Is Iceland bank thawing over council money?
PUBLISHED: 16:39 26 November 2008 | UPDATED: 10:17 23 August 2010
INITIAL talks between council finance chiefs and their Icelandic creditors to recover the £920 million invested in the country s banks have been described as positive. Nick Vickers, head of financial services at Kent County Council (KCC), and a counterp
INITIAL talks between council finance chiefs and their Icelandic creditors to recover the £920 million invested in the country's banks have been described as positive.
Nick Vickers, head of financial services at Kent County Council (KCC), and a counterpart at Barnet council met with representatives from Glitnir and Landsbanki banks last Wednesday..
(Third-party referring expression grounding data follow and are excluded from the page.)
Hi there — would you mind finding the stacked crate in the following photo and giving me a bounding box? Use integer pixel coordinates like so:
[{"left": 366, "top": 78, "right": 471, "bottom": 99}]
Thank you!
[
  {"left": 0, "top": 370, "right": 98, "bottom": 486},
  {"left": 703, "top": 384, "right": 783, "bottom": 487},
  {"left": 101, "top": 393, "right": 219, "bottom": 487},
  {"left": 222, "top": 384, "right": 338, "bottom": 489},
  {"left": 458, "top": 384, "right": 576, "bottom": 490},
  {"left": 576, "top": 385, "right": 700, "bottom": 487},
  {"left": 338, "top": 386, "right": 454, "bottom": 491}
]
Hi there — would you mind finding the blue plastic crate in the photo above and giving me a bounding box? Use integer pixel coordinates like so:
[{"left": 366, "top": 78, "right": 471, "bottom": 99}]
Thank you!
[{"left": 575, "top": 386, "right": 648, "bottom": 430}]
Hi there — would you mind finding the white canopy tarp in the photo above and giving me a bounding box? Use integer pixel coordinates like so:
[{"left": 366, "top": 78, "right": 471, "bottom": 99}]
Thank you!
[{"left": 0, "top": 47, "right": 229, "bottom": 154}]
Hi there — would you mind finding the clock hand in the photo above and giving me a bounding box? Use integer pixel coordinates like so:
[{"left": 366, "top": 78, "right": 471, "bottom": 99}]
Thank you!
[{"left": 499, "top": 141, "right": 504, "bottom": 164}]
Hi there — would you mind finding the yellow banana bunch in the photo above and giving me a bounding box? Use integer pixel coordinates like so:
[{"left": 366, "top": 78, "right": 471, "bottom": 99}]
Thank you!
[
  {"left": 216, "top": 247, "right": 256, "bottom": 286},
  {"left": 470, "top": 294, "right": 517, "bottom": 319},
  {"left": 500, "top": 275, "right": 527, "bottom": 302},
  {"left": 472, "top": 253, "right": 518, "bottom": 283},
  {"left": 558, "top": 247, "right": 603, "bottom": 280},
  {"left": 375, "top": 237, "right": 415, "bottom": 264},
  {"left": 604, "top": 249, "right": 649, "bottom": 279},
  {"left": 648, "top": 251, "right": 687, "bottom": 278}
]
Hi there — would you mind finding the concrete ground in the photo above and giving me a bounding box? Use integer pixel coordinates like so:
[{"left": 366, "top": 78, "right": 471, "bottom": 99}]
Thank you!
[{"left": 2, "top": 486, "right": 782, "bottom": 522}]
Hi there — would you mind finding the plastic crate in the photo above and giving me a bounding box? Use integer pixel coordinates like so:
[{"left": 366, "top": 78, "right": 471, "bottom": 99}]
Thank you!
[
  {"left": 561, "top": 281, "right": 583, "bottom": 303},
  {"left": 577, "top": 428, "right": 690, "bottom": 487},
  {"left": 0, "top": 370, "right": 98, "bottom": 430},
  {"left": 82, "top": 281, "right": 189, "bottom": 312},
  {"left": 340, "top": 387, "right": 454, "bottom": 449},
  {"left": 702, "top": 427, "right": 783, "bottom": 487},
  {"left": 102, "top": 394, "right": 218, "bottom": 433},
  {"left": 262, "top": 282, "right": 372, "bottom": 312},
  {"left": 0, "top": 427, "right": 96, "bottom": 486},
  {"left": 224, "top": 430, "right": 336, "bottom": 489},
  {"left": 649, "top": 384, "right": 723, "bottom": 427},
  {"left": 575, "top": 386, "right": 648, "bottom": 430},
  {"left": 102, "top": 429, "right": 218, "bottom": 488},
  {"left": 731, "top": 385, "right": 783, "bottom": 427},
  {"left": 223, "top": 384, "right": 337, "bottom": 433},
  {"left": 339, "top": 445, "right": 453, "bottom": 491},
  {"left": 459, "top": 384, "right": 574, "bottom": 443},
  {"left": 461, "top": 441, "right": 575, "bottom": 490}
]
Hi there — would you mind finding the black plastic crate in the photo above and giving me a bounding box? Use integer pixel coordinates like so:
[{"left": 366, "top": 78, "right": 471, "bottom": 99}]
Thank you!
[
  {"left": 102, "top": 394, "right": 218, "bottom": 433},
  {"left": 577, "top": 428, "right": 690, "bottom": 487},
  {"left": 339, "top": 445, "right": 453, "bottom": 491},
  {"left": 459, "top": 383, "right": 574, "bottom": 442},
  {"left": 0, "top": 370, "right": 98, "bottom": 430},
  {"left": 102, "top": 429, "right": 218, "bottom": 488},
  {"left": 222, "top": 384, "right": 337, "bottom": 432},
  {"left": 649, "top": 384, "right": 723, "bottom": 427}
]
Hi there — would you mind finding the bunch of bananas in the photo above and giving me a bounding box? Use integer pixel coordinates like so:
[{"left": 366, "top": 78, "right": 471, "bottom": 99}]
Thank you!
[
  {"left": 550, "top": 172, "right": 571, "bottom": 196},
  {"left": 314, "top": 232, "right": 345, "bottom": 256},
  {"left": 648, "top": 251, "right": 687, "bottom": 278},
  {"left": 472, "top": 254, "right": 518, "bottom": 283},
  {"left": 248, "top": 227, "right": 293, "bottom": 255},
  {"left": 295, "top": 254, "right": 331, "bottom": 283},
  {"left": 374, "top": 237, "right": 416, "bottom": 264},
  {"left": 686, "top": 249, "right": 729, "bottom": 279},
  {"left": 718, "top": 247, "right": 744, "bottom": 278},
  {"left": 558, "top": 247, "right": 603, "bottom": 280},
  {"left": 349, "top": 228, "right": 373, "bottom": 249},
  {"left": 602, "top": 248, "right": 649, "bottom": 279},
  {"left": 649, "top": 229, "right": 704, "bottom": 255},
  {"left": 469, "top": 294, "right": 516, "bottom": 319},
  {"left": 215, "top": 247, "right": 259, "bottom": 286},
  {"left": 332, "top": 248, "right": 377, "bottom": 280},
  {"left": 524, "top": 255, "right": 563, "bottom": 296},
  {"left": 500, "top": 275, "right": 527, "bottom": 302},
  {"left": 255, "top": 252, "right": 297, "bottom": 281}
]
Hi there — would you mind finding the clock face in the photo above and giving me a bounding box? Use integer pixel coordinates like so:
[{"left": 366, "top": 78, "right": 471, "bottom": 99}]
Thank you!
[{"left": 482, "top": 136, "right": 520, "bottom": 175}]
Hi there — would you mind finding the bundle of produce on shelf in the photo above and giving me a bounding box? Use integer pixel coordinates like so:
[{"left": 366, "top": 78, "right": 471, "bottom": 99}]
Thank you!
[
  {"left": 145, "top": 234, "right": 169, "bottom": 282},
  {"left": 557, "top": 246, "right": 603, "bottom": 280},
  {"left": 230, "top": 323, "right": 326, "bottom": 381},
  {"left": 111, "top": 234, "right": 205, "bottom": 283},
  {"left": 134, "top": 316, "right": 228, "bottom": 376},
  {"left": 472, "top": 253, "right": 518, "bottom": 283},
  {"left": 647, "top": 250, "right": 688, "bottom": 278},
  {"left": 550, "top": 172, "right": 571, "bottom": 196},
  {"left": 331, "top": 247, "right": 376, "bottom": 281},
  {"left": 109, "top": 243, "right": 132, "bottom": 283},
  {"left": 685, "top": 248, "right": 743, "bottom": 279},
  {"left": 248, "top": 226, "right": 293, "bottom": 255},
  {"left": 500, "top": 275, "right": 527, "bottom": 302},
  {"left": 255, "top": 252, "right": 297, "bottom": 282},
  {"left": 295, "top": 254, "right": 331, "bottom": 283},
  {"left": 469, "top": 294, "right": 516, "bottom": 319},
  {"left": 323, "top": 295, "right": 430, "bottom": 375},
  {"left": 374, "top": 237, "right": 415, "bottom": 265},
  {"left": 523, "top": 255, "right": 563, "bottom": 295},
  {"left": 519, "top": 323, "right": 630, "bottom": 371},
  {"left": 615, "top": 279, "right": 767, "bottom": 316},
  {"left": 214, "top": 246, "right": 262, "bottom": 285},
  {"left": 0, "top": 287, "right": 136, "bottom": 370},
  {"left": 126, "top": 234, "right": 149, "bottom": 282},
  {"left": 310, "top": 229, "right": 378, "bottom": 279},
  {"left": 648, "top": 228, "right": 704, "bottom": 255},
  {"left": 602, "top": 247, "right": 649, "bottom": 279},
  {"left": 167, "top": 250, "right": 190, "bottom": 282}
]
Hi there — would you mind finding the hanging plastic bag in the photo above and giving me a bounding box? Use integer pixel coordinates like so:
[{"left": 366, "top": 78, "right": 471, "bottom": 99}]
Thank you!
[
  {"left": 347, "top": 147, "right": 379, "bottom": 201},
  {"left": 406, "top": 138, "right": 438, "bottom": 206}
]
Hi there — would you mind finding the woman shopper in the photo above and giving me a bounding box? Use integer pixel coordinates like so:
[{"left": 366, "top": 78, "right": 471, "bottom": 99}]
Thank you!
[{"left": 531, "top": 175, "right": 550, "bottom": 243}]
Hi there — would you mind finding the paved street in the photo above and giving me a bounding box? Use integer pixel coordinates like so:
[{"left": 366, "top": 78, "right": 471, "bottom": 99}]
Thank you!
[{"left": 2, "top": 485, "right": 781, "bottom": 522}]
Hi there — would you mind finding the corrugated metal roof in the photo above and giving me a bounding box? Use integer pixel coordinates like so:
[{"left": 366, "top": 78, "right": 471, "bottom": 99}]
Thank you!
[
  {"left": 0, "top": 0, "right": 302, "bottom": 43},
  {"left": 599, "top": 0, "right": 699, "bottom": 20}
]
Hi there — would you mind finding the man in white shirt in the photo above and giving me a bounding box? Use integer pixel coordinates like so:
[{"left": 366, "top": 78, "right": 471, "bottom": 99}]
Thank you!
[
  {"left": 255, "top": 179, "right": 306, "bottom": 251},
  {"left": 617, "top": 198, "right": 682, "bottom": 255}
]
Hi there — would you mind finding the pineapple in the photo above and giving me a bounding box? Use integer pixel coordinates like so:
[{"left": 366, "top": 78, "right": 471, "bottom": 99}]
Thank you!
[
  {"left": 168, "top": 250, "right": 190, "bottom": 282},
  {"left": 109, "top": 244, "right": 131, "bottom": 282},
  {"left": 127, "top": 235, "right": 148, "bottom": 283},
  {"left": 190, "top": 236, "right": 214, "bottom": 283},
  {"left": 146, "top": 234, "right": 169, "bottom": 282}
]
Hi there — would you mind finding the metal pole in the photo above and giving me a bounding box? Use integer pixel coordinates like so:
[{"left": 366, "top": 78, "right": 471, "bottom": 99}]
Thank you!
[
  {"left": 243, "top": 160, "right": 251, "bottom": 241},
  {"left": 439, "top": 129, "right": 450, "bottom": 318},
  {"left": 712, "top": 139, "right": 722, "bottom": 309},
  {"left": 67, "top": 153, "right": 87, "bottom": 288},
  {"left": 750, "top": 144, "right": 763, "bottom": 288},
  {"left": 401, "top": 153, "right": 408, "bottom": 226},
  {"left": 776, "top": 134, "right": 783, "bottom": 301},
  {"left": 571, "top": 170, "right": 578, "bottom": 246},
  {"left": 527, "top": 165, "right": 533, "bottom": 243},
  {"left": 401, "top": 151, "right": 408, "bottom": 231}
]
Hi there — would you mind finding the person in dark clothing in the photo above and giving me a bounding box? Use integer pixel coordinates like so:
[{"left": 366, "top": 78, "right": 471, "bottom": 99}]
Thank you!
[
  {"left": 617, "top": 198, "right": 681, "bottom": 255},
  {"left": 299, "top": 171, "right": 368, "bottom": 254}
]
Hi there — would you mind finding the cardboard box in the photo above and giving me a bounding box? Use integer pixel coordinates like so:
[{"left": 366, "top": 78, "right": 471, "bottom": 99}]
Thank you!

The meeting was the first opportunity KCC had since the crisis broke enabling it to assess its chances of retrieving invested funds.
KCC Cabinet member for finance Nick Chard said: "The meeting was the first step in a very complex process, but initial indications are positive. We are determined to follow the process through and fight to get every penny back. We cannot comment on specific details of the meeting at this stage for legal reasons, but we will continue to update Kent residents as we progress."
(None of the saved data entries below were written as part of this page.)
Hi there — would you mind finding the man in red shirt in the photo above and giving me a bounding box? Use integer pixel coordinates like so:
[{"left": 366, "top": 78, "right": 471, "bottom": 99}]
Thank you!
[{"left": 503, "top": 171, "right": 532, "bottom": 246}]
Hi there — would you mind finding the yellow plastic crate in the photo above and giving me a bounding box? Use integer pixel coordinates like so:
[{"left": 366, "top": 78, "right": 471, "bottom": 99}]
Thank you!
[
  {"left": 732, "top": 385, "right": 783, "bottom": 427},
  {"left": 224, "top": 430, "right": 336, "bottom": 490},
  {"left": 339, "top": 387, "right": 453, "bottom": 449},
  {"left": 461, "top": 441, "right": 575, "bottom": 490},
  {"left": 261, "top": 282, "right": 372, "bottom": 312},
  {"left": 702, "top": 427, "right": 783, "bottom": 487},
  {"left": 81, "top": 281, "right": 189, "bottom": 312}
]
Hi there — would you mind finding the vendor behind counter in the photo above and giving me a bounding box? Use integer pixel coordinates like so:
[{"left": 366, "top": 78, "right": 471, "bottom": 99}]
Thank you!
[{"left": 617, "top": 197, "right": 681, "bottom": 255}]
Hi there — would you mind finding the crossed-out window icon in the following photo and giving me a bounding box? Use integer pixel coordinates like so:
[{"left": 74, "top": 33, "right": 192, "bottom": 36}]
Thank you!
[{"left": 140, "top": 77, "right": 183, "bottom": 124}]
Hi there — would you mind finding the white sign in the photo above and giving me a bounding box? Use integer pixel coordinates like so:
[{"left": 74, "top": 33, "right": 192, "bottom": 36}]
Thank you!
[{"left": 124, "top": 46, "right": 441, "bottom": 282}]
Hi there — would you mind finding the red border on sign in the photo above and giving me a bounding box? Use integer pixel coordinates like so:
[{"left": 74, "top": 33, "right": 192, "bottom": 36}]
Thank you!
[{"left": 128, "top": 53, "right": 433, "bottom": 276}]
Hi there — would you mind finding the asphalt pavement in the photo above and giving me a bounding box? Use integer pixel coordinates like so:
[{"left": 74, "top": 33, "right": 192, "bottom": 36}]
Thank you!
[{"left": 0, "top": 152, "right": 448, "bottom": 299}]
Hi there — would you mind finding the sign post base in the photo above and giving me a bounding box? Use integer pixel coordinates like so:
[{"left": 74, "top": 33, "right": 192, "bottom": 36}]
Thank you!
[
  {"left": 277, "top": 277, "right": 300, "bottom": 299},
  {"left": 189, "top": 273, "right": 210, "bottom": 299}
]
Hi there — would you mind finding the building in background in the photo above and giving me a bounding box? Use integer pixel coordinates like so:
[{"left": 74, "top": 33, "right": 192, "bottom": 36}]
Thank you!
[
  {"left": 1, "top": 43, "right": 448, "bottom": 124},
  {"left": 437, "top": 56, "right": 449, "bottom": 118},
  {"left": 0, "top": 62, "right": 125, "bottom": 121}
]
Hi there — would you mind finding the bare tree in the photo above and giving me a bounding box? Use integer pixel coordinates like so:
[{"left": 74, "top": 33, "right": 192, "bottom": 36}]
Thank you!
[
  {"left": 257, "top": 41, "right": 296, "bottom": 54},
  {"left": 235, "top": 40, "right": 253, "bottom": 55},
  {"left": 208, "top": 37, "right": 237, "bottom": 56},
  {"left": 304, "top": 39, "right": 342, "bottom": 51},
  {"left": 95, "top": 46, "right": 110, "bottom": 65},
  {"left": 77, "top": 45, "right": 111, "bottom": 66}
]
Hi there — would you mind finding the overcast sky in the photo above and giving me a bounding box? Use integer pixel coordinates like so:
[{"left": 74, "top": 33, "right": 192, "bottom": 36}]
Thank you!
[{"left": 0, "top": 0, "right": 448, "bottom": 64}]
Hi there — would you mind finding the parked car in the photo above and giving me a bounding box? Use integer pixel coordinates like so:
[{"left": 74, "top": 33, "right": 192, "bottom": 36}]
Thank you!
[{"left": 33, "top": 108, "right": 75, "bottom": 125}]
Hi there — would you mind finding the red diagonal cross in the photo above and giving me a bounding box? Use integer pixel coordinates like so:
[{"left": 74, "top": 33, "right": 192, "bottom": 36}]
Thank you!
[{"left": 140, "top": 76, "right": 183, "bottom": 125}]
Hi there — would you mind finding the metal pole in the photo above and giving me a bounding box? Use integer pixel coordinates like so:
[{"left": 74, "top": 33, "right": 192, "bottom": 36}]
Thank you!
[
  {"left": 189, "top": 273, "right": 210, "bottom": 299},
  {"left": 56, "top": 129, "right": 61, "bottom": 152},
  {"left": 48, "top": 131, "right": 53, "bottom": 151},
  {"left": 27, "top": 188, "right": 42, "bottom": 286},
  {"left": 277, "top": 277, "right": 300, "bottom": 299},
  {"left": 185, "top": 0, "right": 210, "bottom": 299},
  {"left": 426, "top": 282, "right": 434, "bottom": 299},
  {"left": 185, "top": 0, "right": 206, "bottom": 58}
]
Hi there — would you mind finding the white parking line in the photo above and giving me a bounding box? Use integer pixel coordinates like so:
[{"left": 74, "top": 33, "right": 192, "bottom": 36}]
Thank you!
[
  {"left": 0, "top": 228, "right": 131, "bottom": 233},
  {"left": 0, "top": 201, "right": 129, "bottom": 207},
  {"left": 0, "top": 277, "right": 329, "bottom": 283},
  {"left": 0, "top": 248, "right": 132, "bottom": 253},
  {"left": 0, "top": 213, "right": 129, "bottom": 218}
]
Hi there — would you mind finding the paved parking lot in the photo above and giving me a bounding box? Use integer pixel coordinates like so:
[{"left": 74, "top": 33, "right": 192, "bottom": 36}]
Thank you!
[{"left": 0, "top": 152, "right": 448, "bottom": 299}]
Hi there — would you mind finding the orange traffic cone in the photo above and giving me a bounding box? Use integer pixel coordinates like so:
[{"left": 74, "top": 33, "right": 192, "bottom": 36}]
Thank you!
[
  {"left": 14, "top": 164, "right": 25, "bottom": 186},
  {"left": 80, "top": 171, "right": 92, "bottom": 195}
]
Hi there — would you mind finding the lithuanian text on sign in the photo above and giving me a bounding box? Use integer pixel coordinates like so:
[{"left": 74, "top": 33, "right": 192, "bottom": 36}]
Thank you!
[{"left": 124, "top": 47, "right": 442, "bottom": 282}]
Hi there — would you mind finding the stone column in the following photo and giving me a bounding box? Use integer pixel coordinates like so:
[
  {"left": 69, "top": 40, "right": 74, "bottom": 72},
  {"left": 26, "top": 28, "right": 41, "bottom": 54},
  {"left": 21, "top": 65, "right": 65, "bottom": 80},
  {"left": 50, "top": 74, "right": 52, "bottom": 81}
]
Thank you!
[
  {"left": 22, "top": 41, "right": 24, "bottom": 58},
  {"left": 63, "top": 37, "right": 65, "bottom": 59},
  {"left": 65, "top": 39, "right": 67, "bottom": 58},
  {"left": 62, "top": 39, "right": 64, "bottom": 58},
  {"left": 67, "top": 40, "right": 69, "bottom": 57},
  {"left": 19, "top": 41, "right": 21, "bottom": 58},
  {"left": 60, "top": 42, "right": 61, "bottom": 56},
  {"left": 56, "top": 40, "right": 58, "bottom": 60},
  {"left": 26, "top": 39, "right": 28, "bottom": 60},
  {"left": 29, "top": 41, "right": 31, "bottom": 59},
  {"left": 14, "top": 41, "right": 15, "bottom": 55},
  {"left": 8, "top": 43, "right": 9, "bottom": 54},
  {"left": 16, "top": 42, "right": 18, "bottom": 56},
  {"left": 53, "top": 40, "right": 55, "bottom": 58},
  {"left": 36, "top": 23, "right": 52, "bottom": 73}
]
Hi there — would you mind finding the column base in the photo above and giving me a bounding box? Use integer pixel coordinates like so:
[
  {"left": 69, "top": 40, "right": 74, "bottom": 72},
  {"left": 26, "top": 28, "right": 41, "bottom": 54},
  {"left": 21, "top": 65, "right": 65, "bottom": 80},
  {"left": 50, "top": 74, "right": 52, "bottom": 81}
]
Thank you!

Jim Beattie, chairman of the Swanley Chamber of Commerce, said: "The loss of the £50 million has definitely been negative. We regularly discuss business rate rebates with the councils. I would imagine rebates would suffer from the loss.
"If there is a shortfall it is unlikely they would have a lot of money to play with."
Mr Beattie, 56, added: "I doubt very much they will get all of it back, they may get some, but not all of it. Iceland has effectively gone bankrupt. You can't get blood out of a stone."
KCC has a total of £32 million invested in Glitnir and Landsbanki, with the remaining £18 million placed in the Heritable Bank.
But because Heritable is based in the UK it is likely that a portion of money will eventually be recovered.